Konstante Arbeitslosigkeit hat schwerwiegende Auswirkungen auf die gesamte Volkswirtschaft und stellt derzeit eines der größten Probleme dar. Die Jugend sollte als eine der qualitativ hochwertigsten demografischen Gruppen für das sozioökonomische Wachstum des Staates betrachtet werden, um dieses Problem anzugehen, da sie die innovativen und wiederbelebten Ressourcen der Nation darstellen.

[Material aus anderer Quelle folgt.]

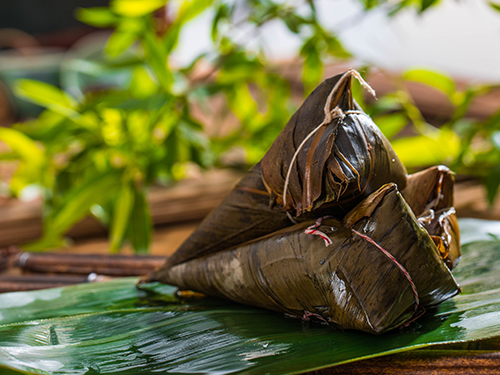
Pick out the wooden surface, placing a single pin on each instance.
(423, 362)
(176, 211)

Was die Beschäftigung betrifft, so befinden sich die jungen Menschen heute in einer anderen Lage als ihre Eltern, die in einer Gesellschaft mit zentraler Planwirtschaft aufgewachsen sind. Der Staat bemühte sich, das bereits vor den Reformen in der Landesverfassung garantierte Recht auf Arbeit zu verwirklichen, indem er den Absolventen von Schulen, Berufsschulen, technischen Einrichtungen und Universitäten eine Beschäftigung in den Wirtschaftssektoren bot. Der Eintritt junger Menschen in das Erwerbsleben war streng geregelt. Es gab kein strukturiertes System der Arbeitsvermittlung mehr, das einerseits die Möglichkeiten der jungen Menschen einschränkte und andererseits Stabilität und gleichberechtigte Eingliederung für sie sicherstellte, indem es ihnen Beschäftigungsmöglichkeiten, einen garantierten Lohn und einen breiten Zugang zu Leistungen wie Kinderbetreuungseinrichtungen, medizinische Versorgung vor Ort, Wohnraum usw. bot.

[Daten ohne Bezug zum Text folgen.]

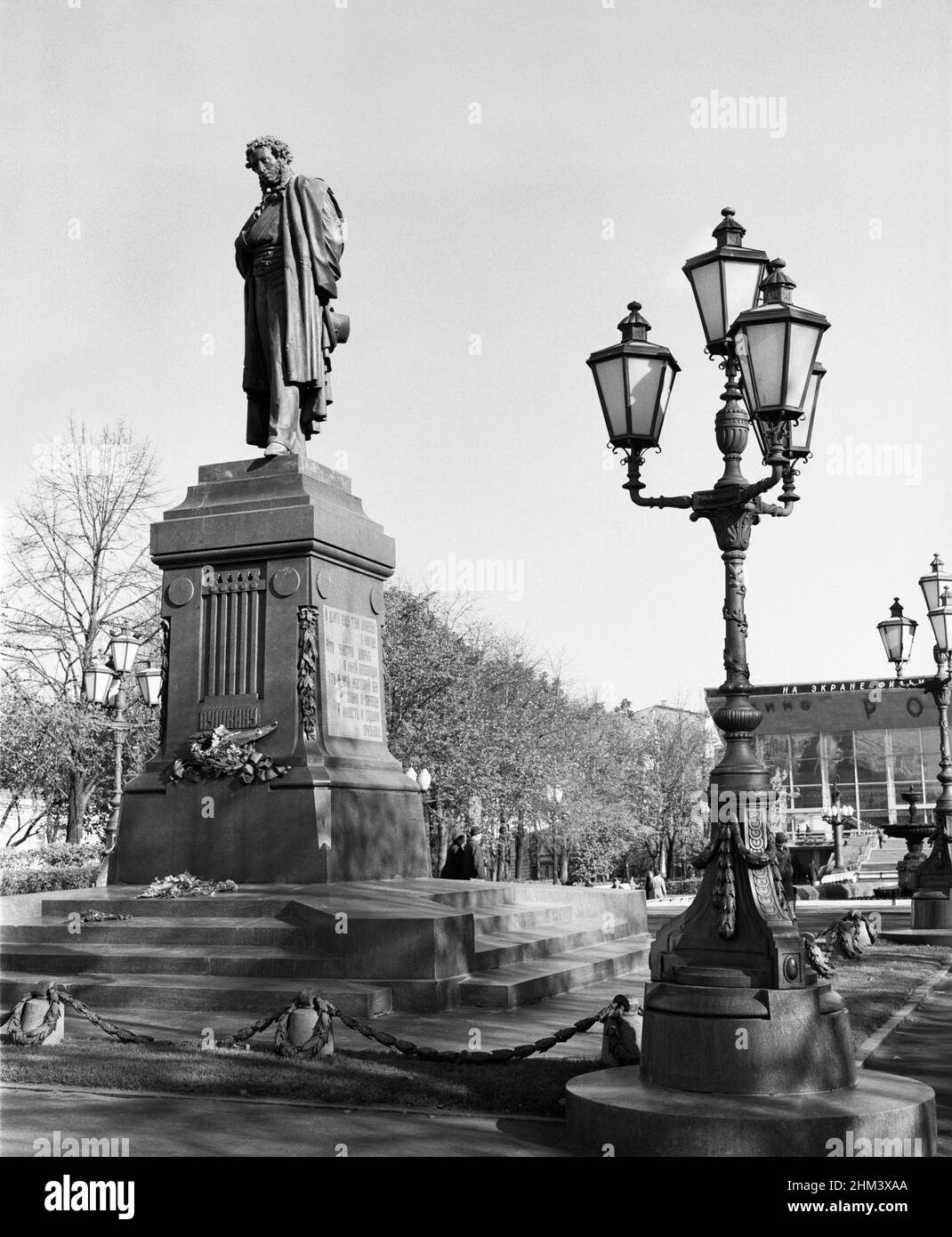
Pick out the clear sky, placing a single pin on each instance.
(513, 172)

Jüngeren Bürgern stehen heute mehr Beschäftigungsmöglichkeiten zur Verfügung, aber sie haben auch viel mehr Hindernisse zu überwinden als ihre Altersgenossen vor 20 Jahren. Aufgrund des Produktionsrückgangs, der schnellen Fluktuation der Beschäftigten, der schlechten Arbeitsbedingungen und der strengen Anforderungen der Arbeitgeber stellen junge Menschen heute die Mehrheit der Arbeitslosen (37 % der registrierten Arbeitslosen).